Iggy Fernandez said...

eBay's platform is as large as Amazon's platform, if not greater. Like Amazon, eBay uses schema segmentation and sharding but, unlike Amazon, it uses a conventional RDBMS. eBay has a thousand different logical database instances spread over four hundred servers. They too find distributed transactions too expensive. This gives rise to the occasional inconsistency which has to resolved later. I believe that Dr. Codd would have approved of this "eventual consistency" approach. eBay's approach is detailed at http://www.infoq.com/interviews/shoup-ebay-architecture and http://www.addsimplicity.com/downloads/eBaySDForum2006-11-29.pdf.

Fabian Pascal said...

There is an unwillingness to say anything negative about whatever the resident hot fad is--that is commercially/professionally risky.

The best indicator of this is "the right tool/method for the job", which implies that there is no objective way to assess tools and practices. Rather, if enough people use it, it must be correct and cost-effective.

In turn this of course implies that there is no scientific foundation, it's all a matter of preferences and trial and error.

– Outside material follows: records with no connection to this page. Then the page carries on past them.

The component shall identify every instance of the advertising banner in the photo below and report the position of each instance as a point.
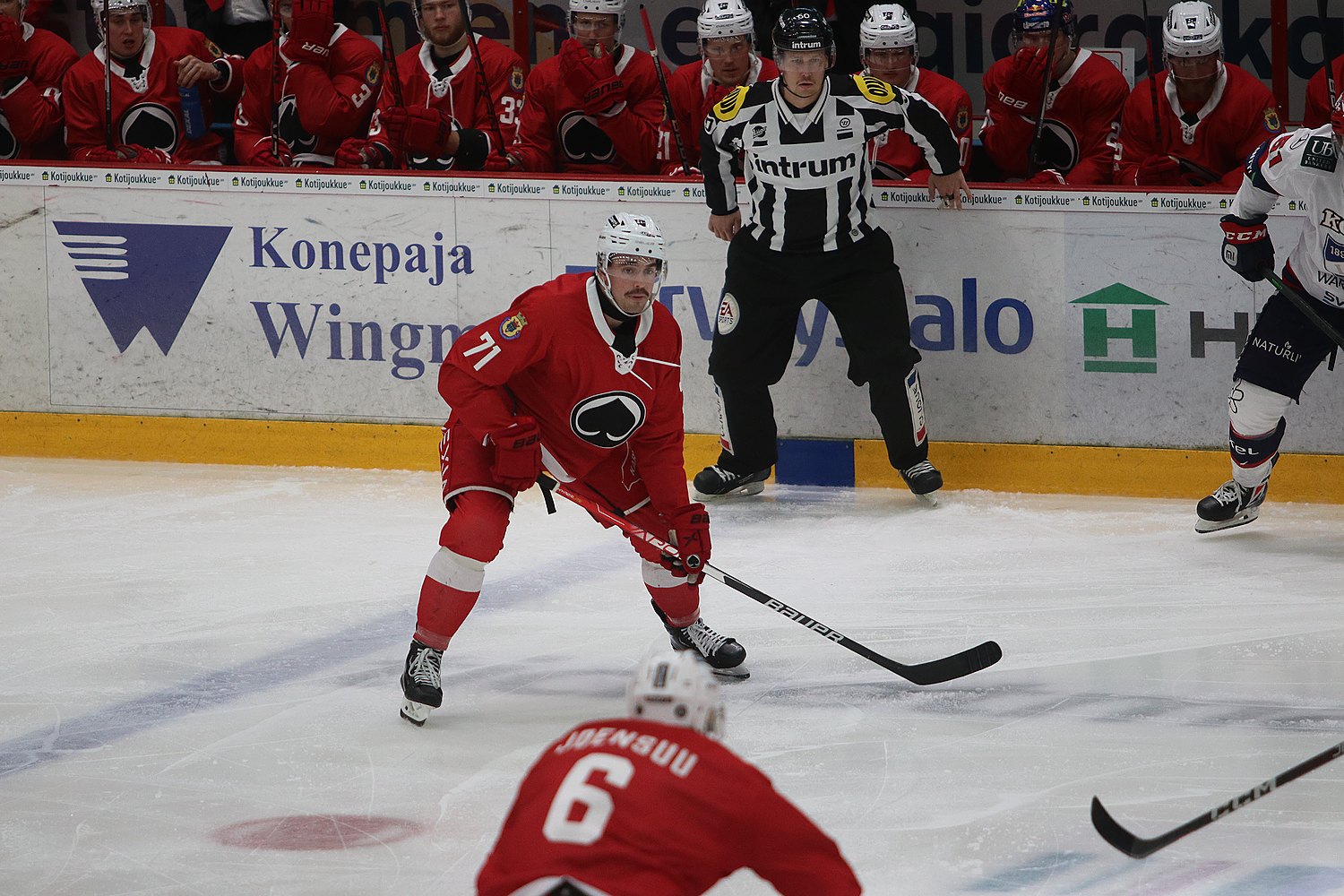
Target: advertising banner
(1043, 317)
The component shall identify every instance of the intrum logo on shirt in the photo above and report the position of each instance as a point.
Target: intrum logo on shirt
(1333, 250)
(132, 288)
(607, 419)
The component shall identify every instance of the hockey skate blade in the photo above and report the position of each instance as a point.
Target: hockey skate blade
(746, 490)
(417, 713)
(1204, 527)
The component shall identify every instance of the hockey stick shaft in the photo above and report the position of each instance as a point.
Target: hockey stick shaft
(107, 77)
(1142, 847)
(394, 80)
(1038, 163)
(948, 668)
(1152, 83)
(483, 80)
(667, 94)
(1304, 306)
(1328, 50)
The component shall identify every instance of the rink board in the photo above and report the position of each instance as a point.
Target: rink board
(1045, 317)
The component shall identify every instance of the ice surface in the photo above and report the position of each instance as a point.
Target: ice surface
(198, 664)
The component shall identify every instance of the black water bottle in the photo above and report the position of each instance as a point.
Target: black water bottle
(193, 118)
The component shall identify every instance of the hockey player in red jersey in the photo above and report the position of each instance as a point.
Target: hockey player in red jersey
(596, 107)
(653, 805)
(1212, 115)
(327, 91)
(581, 375)
(32, 65)
(1082, 112)
(448, 121)
(728, 61)
(148, 66)
(890, 48)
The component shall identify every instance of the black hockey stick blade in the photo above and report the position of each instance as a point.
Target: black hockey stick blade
(1126, 842)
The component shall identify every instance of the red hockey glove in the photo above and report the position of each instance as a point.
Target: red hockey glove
(1246, 246)
(419, 131)
(1026, 77)
(518, 454)
(13, 50)
(1159, 171)
(360, 153)
(263, 155)
(311, 31)
(691, 528)
(1048, 177)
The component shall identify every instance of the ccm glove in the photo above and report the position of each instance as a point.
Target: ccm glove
(311, 30)
(691, 528)
(13, 50)
(360, 153)
(1159, 171)
(1246, 246)
(418, 131)
(1027, 77)
(518, 454)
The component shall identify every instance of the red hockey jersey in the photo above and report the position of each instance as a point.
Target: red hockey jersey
(554, 137)
(694, 93)
(145, 109)
(1317, 96)
(1082, 121)
(550, 357)
(460, 96)
(639, 807)
(31, 115)
(317, 108)
(897, 156)
(1215, 140)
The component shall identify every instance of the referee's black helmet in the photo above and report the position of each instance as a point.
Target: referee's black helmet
(804, 29)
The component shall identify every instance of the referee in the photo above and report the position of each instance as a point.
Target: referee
(804, 139)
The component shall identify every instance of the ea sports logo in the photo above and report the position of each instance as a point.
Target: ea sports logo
(607, 419)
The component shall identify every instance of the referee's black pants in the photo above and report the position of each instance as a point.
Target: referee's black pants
(860, 287)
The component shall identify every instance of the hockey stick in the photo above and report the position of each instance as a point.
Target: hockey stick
(1152, 82)
(667, 96)
(1327, 50)
(925, 673)
(1305, 306)
(276, 24)
(480, 75)
(1034, 156)
(390, 58)
(1142, 847)
(107, 75)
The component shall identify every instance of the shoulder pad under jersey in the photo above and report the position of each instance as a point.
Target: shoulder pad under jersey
(875, 89)
(728, 108)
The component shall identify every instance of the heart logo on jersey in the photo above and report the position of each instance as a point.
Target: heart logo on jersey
(607, 419)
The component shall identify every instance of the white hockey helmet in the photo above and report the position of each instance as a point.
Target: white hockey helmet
(628, 234)
(725, 19)
(1191, 30)
(604, 7)
(105, 8)
(887, 24)
(677, 688)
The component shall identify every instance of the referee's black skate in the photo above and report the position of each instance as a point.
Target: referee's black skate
(717, 482)
(723, 654)
(1233, 504)
(924, 479)
(422, 685)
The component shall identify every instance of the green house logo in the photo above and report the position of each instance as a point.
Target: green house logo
(1099, 335)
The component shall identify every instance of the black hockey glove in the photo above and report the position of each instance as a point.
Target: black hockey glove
(1246, 246)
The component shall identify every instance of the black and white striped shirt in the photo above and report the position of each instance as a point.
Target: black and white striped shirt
(808, 171)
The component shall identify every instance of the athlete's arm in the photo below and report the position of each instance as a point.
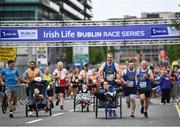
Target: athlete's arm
(119, 72)
(100, 71)
(151, 76)
(25, 77)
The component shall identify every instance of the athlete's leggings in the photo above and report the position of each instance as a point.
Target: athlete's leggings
(166, 95)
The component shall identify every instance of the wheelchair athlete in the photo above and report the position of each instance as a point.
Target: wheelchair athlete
(108, 94)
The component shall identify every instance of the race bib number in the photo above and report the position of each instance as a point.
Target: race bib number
(130, 83)
(76, 80)
(143, 84)
(110, 77)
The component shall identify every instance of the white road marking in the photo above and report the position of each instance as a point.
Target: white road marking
(58, 114)
(71, 110)
(178, 109)
(33, 121)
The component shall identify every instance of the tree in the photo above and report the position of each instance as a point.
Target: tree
(173, 50)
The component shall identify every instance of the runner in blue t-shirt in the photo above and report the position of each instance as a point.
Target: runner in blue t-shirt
(110, 71)
(10, 76)
(129, 81)
(144, 79)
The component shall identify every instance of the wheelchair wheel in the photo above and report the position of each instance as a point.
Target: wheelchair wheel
(120, 106)
(82, 106)
(36, 110)
(50, 110)
(26, 109)
(94, 103)
(96, 107)
(74, 103)
(106, 112)
(4, 104)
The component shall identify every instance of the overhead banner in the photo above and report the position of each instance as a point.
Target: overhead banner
(88, 33)
(7, 54)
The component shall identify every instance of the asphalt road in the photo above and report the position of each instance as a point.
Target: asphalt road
(159, 115)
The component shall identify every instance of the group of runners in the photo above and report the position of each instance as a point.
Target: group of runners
(135, 82)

But the patina of science/great man (but NOT theory!!!!) never hurts. Isn't it nice to know that Codd approved of dumping consistency?

Robert Young said...

I've just spent some quality time with Codd's 1981/2 ACM paper. In the dozen years, or so, betwixt the two papers he spends considerable time explaining that relational databases (optimizers specifically) are at least as efficient as hand-coded application code.

Then jump ahead to his "12 Rules" articles, and 7 through 11 amount to saying: "C happens in real time".

Again, with today's hardware, the only reason to keep flat/hierarchical data around is being too cheap and/ or lazy to replace it. Certainly, there's no reason to build new applications (which admit to relational structure in the real world; books and videos, not so much) anti-relationally.

ForceCrate said...

I have argue before that the people doing this don't care about the data. It is just noise that comes over wires. If they lose it it is no big deal. They will make wild claims about how fast they can access the data and what transformations they can perform to manipulate it but at the end of the day they know that they are storing crap that won't be useful in months. As long as your problem conforms to this solution then you can use NoSQL with a clean heart. (Just don't lie and tell the user they will have real data.)